There was no mention of West Des Moines-based Aviva USA in a statement released today by Aviva PLC.

Chris Littlefield, president and CEO of Aviva USA, released the following statement: 

"Today, our parent company Aviva plc announced progress on the ongoing strategic review of each of its 58 business units. While some of Aviva plc's businesses were identified in today's update, others, like Aviva USA, were not discussed. Therefore, we do not have anything new to report. While we do not comment on the speculation that accompanies this process, Aviva USA continues to be a strong and profitable business. As an industry leader in the sale of indexed life insurance and annuities, we have performed well over the last few years. For all of us at Aviva USA, it is business as usual as we continue to focus on growing our business and serving our Key Distribution Partners, agents and consumers."
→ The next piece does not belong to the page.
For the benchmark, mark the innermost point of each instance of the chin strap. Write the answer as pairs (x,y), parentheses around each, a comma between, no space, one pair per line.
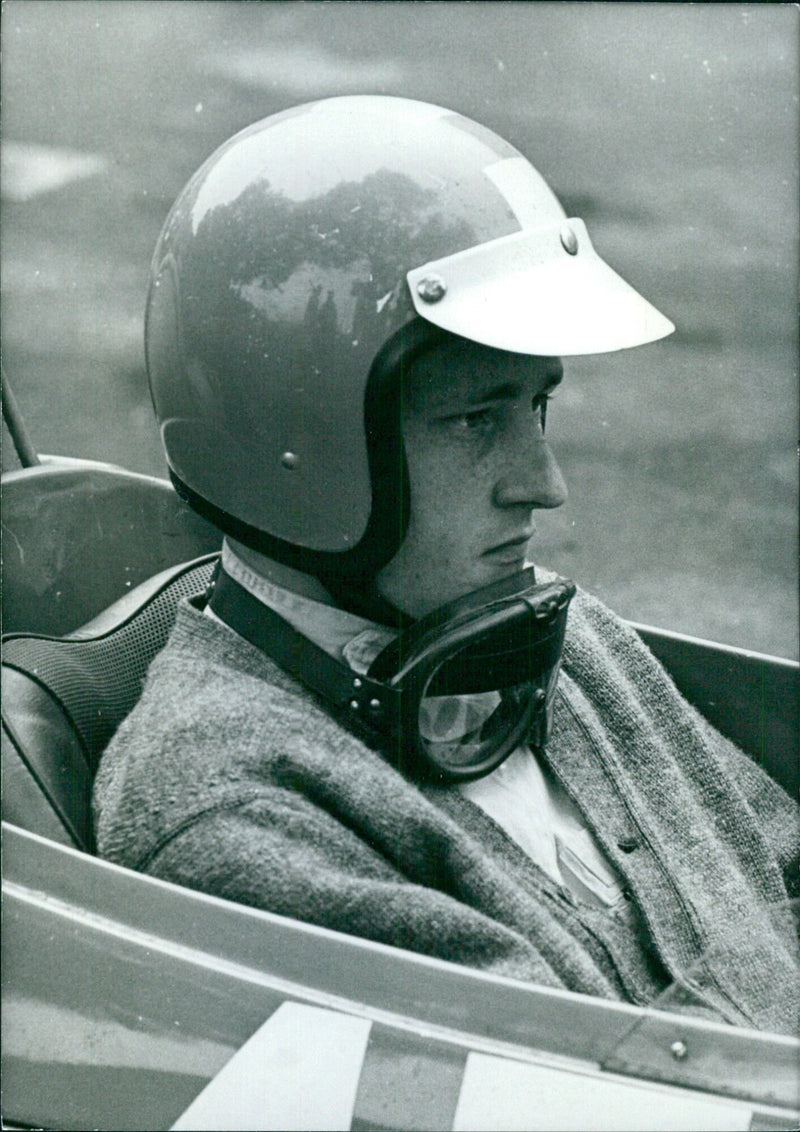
(362,703)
The sales are in order to bring the company's capital levels to 160 to 170 percent from its current level of 140 percent, according to Bloomberg. The cuts will encompass about one third of the company's business.  
 
In a statement to shareholders regarding a new strategic plan, CEO John McFarlane, who took over in early May, said the new plan is intended to give the business a narrow focus, build its financial strength and improve its financial performance. 
 
The 16 non-core businesses to be cut, or businesses that are "currently producing or will prospectively produce returns below the group's required return," include the South Korean unit, small Italian partnerships and UK Large-Scale Bulk Purchase Annuities, according to a release.  
 
"We expect the bulk of the changes to Aviva to take place over the next 12 months, but expect some to extend through to the end of 2013, which means we will see the effects of the plan next year but expect the full effect for the whole of 2014," McFarlane said in a release.
 
McFarlane said he met with major shareholders and considered and discussed with them concerns over Aviva's business model. He said shareholders were concerned that the business model was too complex for shareholders to understand, Aviva was too exposed to the eurozone debt crisis and had weaker levels of capital than its competitors. 
 
He also said the company's strategy of restructuring has been inefficient in the past five years and many of the changes did not have positive results. To read McFarlane's entire statement, click here.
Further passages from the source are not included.